Newborn screening using T‑cell receptor excision circle (TREC) assays implemented in programs led by Newborn Screening Translational Research Network and agencies such as Centers for Disease Control and Prevention flags low naive T‑cell output. Confirmatory testing includes lymphocyte subset enumeration by flow cytometry performed in clinical labs at Mayo Clinic Laboratories and genetic sequencing panels provided by companies collaborating with Genetics and Public Policy Center. Functional assays—lymphocyte proliferation to mitogens—and measurement of ADA enzyme activity are routinely employed, with diagnostic criteria refined through consensus meetings by groups such as the Primary Immune Deficiency Treatment Consortium.

Treatment and management

Definitive therapy is hematopoietic stem cell transplantation (HSCT) performed at transplant centers like Fred Hutchinson Cancer Center and Great Ormond Street Hospital, with improved survival when HLA‑matched sibling donors from registries such as Be The Match are available. Enzyme replacement therapy with polyethylene glycol‑modified ADA (PEG‑ADA) has been developed by biotechnology collaborations, while experimental gene therapies—using lentiviral or gammaretroviral vectors—have been trialed in programs at University College London and St. Jude Children's Research Hospital. Supportive measures include prophylactic antimicrobials per guidelines from Infectious Diseases Society of America and immunoglobulin replacement provided by blood services like Red Cross. Infection control and avoidance of live vaccines follow recommendations from agencies such as World Health Organization.

Prognosis and outcomes

Without curative therapy, infants face high mortality in the first year of life due to severe infections, a pattern documented in historical series from Johns Hopkins Hospital. Outcomes after HSCT have improved substantially, with long‑term survival reported in multicenter registries coordinated by the European Society for Blood and Marrow Transplantation and the Primary Immune Deficiency Treatment Consortium. Gene therapy trials have achieved immune reconstitution in many patients, though insertional mutagenesis risks identified in early trials prompted vector redesign overseen by regulatory bodies such as the U.S. Food and Drug Administration.

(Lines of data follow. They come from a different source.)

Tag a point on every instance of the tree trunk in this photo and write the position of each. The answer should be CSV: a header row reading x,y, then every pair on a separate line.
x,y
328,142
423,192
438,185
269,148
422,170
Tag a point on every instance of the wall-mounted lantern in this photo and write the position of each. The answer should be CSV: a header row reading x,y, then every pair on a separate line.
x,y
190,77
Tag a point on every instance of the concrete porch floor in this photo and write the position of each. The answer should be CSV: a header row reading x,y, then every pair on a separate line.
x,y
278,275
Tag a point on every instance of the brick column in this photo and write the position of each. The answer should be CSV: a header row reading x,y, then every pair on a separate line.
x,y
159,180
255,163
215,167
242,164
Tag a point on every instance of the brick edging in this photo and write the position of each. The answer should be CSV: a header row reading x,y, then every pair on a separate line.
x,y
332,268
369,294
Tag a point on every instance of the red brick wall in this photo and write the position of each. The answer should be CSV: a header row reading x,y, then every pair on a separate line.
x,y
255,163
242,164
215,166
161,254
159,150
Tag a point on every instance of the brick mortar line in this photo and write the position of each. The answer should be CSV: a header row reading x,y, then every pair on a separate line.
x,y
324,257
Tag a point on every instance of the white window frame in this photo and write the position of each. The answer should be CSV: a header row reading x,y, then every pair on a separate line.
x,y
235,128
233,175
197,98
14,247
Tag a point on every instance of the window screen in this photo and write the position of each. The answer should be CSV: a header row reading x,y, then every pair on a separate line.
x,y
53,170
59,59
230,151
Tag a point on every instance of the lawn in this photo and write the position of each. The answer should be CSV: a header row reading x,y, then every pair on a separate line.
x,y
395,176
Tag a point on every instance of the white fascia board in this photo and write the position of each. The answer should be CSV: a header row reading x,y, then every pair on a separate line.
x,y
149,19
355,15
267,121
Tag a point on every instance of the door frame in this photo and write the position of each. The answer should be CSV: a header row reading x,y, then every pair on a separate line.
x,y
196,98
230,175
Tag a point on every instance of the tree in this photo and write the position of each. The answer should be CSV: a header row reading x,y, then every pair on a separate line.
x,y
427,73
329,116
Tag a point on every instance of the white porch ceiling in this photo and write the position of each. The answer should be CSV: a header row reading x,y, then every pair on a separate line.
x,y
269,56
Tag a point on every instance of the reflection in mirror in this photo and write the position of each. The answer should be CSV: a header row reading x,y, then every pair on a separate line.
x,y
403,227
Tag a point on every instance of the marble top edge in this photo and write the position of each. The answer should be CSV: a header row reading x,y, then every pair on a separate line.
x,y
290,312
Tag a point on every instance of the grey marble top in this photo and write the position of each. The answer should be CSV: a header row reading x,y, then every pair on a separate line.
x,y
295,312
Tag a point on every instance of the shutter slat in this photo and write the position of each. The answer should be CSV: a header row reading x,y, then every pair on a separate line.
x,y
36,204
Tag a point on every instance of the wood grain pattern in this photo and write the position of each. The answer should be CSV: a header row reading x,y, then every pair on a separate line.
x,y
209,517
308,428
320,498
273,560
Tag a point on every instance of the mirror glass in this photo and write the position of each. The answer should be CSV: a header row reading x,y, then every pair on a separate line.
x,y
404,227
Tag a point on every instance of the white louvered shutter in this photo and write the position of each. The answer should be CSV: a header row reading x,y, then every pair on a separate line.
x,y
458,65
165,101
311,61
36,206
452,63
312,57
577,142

Epidemiology and screening

Estimated incidence ranges from about 1 in 50,000 to 1 in 100,000 live births, with variation documented in population studies from United States, Canada, Sweden, and Israel. Newborn screening adoption across states and countries has been driven by advocacy from foundations like the Immune Deficiency Foundation and policy recommendations from organizations such as the Advisory Committee on Heritable Disorders in Newborns and Children. Epidemiologic registries maintained by institutions including European Society for Immunodeficiencies and national health agencies enable assessment of screening impact and long‑term outcomes.